Auf der Bundesdelegiertentagung der Ost- und Mitteldeutschen Vereinigung der CDU/CSU (OMV) – Union der Vertriebenen und Flüchtlinge – im Berliner Konrad-Adenauer-Haus wurde am Wochenende der thüringische Landtagsabgeordnete und stellvertretende CDU-Fraktionsvorsitzende im Thüringer Landtag, Egon Primas, zum neuen Bundesvorsitzenden gewählt. Primas ist auch Landesvorsitzender des Bundes der Vertriebenen in Thüringen sowie Mitglied des Präsidiums des Bundes der Vertriebenen.

 

 

Primas tritt damit die Nachfolge des ehemaligen langjährigen Bundestagsabgeordneten Helmut Sauer an, der dem OMV-Bundesvorstand seit 1975 ununterbrochen angehört und seit 1989 das Amt des Bundesvorsitzenden bekleidete.

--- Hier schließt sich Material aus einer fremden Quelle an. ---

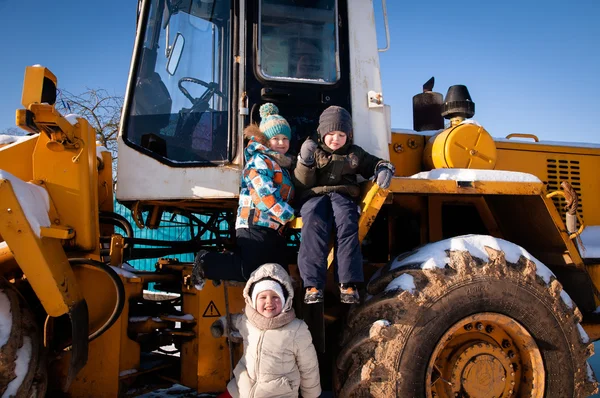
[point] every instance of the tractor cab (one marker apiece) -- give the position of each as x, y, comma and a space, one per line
202, 68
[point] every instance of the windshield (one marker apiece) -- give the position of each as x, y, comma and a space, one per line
179, 109
298, 41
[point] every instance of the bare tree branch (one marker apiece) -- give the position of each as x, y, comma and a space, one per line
101, 109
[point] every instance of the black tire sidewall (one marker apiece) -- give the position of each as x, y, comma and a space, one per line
529, 305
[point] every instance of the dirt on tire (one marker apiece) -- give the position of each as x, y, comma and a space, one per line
389, 339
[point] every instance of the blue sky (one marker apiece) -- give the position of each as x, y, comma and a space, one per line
530, 66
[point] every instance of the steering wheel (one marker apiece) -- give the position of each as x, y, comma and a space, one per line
211, 89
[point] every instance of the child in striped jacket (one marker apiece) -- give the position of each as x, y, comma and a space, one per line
263, 209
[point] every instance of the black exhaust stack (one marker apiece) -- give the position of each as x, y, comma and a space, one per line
427, 109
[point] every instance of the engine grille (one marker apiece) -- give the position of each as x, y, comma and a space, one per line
560, 170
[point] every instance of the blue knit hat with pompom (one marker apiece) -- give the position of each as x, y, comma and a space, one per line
271, 123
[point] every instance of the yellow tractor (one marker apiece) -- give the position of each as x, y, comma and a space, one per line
481, 257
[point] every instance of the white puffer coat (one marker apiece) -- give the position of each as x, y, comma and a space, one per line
279, 357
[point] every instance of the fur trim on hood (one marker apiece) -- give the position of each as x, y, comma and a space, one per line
275, 272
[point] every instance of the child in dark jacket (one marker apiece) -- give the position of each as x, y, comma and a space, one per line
263, 209
326, 178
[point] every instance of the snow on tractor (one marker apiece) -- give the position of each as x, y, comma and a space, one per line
482, 256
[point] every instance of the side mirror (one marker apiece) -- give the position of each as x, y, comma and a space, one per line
175, 54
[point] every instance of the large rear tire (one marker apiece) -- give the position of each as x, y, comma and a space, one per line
22, 373
472, 316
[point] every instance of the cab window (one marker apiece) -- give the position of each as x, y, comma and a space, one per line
298, 41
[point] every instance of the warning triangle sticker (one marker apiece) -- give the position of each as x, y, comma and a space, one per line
211, 311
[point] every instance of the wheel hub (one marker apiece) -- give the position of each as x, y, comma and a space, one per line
482, 370
486, 355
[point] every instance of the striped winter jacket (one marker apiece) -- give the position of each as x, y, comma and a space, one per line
266, 188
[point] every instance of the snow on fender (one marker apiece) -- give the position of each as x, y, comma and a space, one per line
450, 303
34, 201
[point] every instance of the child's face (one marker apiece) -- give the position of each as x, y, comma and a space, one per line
268, 304
279, 143
335, 140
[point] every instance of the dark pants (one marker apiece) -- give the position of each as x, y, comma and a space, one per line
319, 216
255, 246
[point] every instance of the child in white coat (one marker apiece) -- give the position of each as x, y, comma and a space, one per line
279, 357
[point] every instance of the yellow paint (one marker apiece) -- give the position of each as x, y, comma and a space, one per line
43, 260
16, 159
465, 146
424, 186
406, 152
72, 184
205, 363
454, 366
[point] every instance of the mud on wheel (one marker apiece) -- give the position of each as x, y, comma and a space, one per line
472, 316
22, 371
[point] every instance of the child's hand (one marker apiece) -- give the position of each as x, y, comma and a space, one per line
307, 152
383, 174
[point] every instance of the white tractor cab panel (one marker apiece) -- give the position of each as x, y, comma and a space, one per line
196, 69
372, 124
152, 180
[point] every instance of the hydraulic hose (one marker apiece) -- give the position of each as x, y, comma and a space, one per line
120, 289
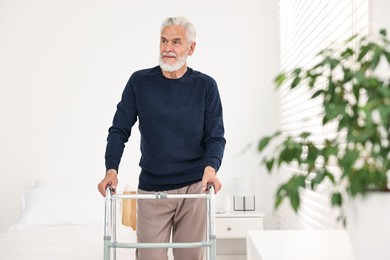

Dieser hatte bereits im Vorfeld angekündigt, für eine weitere Amtszeit nicht zur Verfügung zu stehen. In Anerkennung seiner Verdienste verabschiedeten die Delegierten Sauer mit stehenden Ovationen und wählten ihn mit großer Mehrheit zum Ehrenvorsitzenden der OMV.

 

Der neue Bundesvorsitzende legte großen Wert auf die fortwährende Aktualität der von der OMV vertretenen Anliegen. So gelte es etwa, das CDU-Wahlversprechen einzulösen und die Rentenungerechtigkeit bei Spätaussiedlern zu beseitigen. Aber auch menschenrechtliche, europa- und außenpolitische Themen wie die grenzüberschreitende Verständigung, die Vertriebenen-Kulturarbeit oder erinnerungspolitische Themen blieben zukünftig auf dem Programm.

 

Bei der Delegiertenversammlung ging es allerdings nicht nur um die Wahl des Vorstandes. Sope berieten die Delegierten u.a. über die von der FUEN ins Leben gerufene Minority-Safepack-Initiatve, deren Ziel es ist die Minderheitenrechte auf der EU-Ebene für alle Mitliedsländer zu regeln. Auch die deutsche Innenpolitik spielte bei der Jahrestagung eine Rolle, u.a. in der Rede der Präsidentin des Bayerischen Landtages, Barbara Stamm (CSU), in der sie auch auf die aktuellsten politischen Entwicklungen einging und großen Teilen der Gesellschaft eine tiefe Sehnsucht nach Verlässlichkeit und einem sicheren Wertefundament attestierte. Mit einem Zitat von Franz Josef Strauß erklärte sie, das Vertrauen der Menschen müsse von der Politik immer wieder neu erarbeitet werden.

 

Ein besonderes Augenmerk hatten die Delegierten und Gäste der OMV auf Polen und die hier lebende deutsche Minderheit, denn der VdG-Vorstandsvorsitzender und zugleich AGDM-Sprecher Bernard Gaida hielt ein Impulsreferat zum Thema „Zwischen Muttersprache und Vaterland: Rolle der Deutschen in Polen in der Verständigungspolitik“. Darin sprach er nicht nur über die aktuelle Situation der Deutschen in Polen, sondern betonte auch die brückenbauende Rolle der deutschen Minderheit in der Nachkriegsgeschichte, in der die politische Verständigung erst nach der Versöhnung auf lokaler, menschlicher Ebene kam. Dabei deutete er auch auf die potenzielle Rolle, die die Gemeinschaft der Deutschen in Polen weiterhin erfüllen kann, wobei aber eine konkrete Bedingung erfüllt werden muss. “Wenn man also erwartet, dass jemand die Funktion des Brückenbauers übernimmt, müssen die Bauarbeiter unterstützt werden. Die deutsche, in der Region verankerte Identität, muss stark sein. Aufgrund einer schwachen Identität, kann eine Brücke zwischen den Nationen nicht gebaut werden“, sagte Bernard Gaida.